Unter jungen Menschen wächst der Glaube, dass der bundespolitisch eingeschlagene Weg der Energiewende und des Kohleausstiegs für den Umwelt- und Klimaschutz immer wichtiger wird. In der Lausitz gibt es für BTU-Studierende nicht selten ein Erwachen. Wir sprachen mit Prof. Dr.-Ing. Harald Schwarz, der eines der beiden zentralen Energie-Fachgebiete der BTU Cottbus-Senftenberg leitet: die Energieverteilung und Hochspannungstechnik.
Was halten Sie selbst von der Diskussion um den Kohleausstieg?
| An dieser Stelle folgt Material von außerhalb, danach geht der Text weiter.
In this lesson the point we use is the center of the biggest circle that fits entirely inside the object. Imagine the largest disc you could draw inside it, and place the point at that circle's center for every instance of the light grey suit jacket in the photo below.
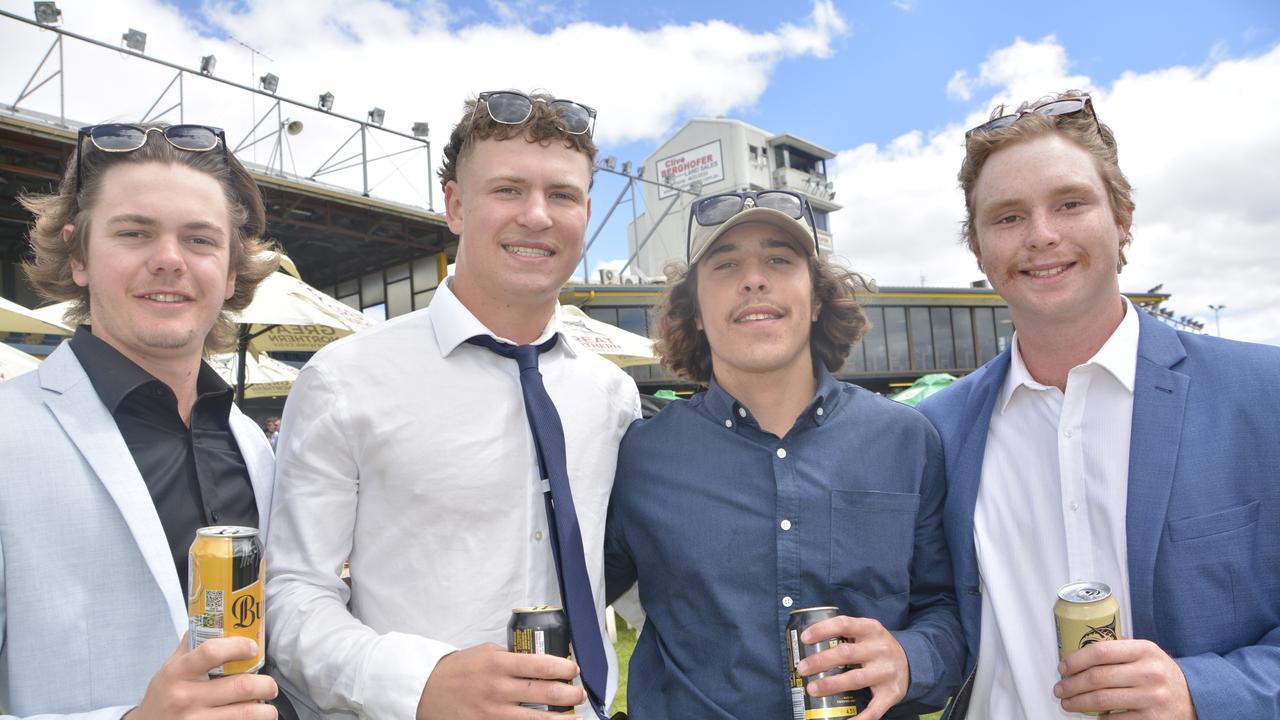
(90, 600)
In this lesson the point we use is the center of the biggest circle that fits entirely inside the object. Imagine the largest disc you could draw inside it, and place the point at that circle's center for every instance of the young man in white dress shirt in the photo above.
(1104, 446)
(407, 451)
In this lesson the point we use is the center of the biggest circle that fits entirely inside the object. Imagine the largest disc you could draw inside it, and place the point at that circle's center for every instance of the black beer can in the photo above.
(540, 630)
(803, 705)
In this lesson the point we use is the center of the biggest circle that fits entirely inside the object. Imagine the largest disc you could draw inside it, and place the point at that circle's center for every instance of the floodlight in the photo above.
(135, 40)
(48, 13)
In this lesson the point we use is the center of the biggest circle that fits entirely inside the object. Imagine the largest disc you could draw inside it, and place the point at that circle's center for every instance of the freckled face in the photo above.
(1047, 237)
Ich sehe keinen Kohleausstieg vor dem Jahr 2050. Die Energiewende dauert bereits 20 Jahre an. In dieser Zeit lag der Fokus auf dem massiven Ausbau von Windenergie- und Photovoltaikanlagen. Es fehlt aber immer noch ein klares Konzept für eine gesicherte Stromversorgung ohne Kohle. Es wird wesentlich mehr als 20 Jahre brauchen, um alle notwendigen Energieanlagen zu errichten, um aus der stark schwankenden Einspeisung aus Wind und Sonne eine verlässliche Stromversorgung zu machen. Den Vorschlag von Herrn Pofalla, bis 2038 aus der Kohle auszusteigen, halte ich schlicht für unmöglich.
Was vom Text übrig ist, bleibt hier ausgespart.